Let’s talk about a good response to a customer service, turned social media, crisis.
During the holidays, a video emerged of a FedEx deliveryman throwing a computer monitor over a gate and onto the lawn of the customer’s lawn.
The scary thing is it’s actually in a computer monitor box, not a FedEx box, so he knew it was fragile. He didn’t try to open the gate or ring the bell. He just threw it over the gate. And it broke.
The person who lives in that house must have the same “neighborly” issues we have because he has a security camera on the front gate. And the “delivery” was captured on video.
Here it is for your viewing pleasure.
Clearly this is not a PR or social media crisis. It is a customer service crisis. But, similar to the Papa John’s incident, it became a PR crisis when the customer posted the video on YouTube (which got 5 million views in five days).
What did FedEx do, in return?
It did not ignore the video. It did not ignore the crisis. It did not stick its heads in the sand and pretend the video (that now has 9 million views) doesn’t exist.
Instead, the company took to YouTube and created its own video.

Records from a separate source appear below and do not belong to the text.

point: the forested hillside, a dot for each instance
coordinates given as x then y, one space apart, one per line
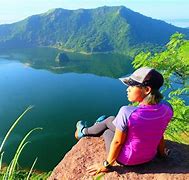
104 29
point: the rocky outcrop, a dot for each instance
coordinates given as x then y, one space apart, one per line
91 150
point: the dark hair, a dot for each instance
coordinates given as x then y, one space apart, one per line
154 97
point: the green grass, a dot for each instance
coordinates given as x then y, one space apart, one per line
12 170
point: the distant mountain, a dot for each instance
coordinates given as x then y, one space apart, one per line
104 29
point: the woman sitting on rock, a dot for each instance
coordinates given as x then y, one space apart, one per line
135 135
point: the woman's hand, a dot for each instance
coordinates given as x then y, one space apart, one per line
96 169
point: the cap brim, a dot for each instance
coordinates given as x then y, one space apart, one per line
125 80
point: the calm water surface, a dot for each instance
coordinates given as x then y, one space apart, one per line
84 88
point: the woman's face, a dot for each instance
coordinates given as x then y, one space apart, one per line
136 93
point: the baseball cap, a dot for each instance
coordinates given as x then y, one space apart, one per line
144 76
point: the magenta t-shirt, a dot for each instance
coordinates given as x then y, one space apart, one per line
144 125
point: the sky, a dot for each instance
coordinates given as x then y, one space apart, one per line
175 12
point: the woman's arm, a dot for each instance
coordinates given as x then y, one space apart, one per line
115 147
116 144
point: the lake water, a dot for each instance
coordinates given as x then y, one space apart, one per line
83 89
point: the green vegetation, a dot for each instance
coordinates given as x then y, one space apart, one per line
104 29
173 62
12 171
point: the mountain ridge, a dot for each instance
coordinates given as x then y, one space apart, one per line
103 29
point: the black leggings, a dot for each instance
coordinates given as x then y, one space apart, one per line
105 128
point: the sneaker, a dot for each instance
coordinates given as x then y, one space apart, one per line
80 126
100 119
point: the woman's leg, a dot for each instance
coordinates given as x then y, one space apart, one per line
108 136
98 129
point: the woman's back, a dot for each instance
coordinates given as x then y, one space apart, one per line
145 127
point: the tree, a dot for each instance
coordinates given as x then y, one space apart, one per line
173 62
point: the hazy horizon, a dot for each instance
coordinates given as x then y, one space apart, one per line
171 11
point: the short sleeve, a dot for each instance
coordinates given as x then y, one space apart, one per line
120 120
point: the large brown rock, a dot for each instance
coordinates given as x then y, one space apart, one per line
90 150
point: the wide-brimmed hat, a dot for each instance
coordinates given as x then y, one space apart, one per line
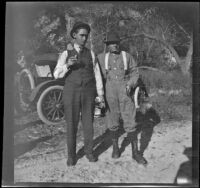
112 37
79 25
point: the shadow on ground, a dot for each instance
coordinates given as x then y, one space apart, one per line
146 123
184 174
25 147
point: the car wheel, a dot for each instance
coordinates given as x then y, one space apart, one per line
50 107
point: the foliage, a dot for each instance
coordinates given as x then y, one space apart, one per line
149 33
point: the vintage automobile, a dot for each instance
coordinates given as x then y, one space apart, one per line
37 89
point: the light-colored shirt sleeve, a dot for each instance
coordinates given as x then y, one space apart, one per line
61 67
98 78
134 73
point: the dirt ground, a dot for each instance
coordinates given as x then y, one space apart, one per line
41 154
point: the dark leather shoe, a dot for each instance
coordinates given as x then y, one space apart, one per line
139 158
116 152
71 162
91 158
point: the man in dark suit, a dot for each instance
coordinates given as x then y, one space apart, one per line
83 81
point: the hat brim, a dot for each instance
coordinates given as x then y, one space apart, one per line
80 26
111 42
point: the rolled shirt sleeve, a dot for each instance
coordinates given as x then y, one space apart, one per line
61 67
98 78
133 70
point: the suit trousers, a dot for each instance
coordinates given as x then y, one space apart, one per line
79 99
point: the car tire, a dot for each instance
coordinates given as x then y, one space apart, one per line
50 108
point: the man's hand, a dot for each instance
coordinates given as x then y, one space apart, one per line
71 61
102 101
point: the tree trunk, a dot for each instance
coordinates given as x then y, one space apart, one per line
186 64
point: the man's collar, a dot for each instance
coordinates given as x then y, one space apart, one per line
77 47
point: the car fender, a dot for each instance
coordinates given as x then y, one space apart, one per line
39 88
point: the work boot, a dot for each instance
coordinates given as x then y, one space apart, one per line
71 161
91 157
135 153
114 137
115 153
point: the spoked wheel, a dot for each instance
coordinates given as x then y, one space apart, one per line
50 107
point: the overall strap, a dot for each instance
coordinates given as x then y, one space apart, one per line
124 60
106 61
93 57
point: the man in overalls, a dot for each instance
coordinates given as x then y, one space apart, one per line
82 81
120 74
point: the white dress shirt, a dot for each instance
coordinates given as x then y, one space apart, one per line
61 69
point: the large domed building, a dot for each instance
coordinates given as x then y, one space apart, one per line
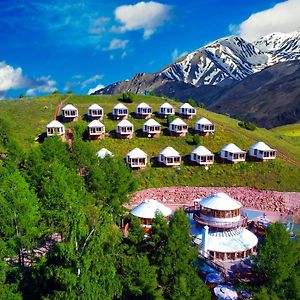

Just like Domino’s did in 2008 when a YouTube video of a franchisee’s employees sneezing and spitting in food went viral.
In a blog post accompanying an embedded version of the video, Matthew Thornton, III, senior VP of FedEx Express U.S. Operations, said:
As the leader of our pickup and delivery operations across America, I want you to know that I was upset, embarrassed, and very sorry for our customer’s poor experience. This goes directly against everything we have always taught our people and expect of them. It was just very disappointing.
He goes on to describe what the company did for the customer and how it is using the video in employee training to make sure these kinds of things don’t happen.
Here is the video of the Thornton’s apology.
Customers and employees weighed in on the blog post, most citing positive examples or stories about being grateful for working at FedEx.
The lesson? Always answer with a real apology. Not a “I’m sorry, but…” apology, but a real one. And answer it on the same social network where the crisis is happening.
FedEx did this exactly right. And in the right amount of time. It described the issue, said what had been resolved and how it was using this as a lesson going forward, and apologized.
Every, single one of us makes mistakes. It’s in how we handle them that is remembered.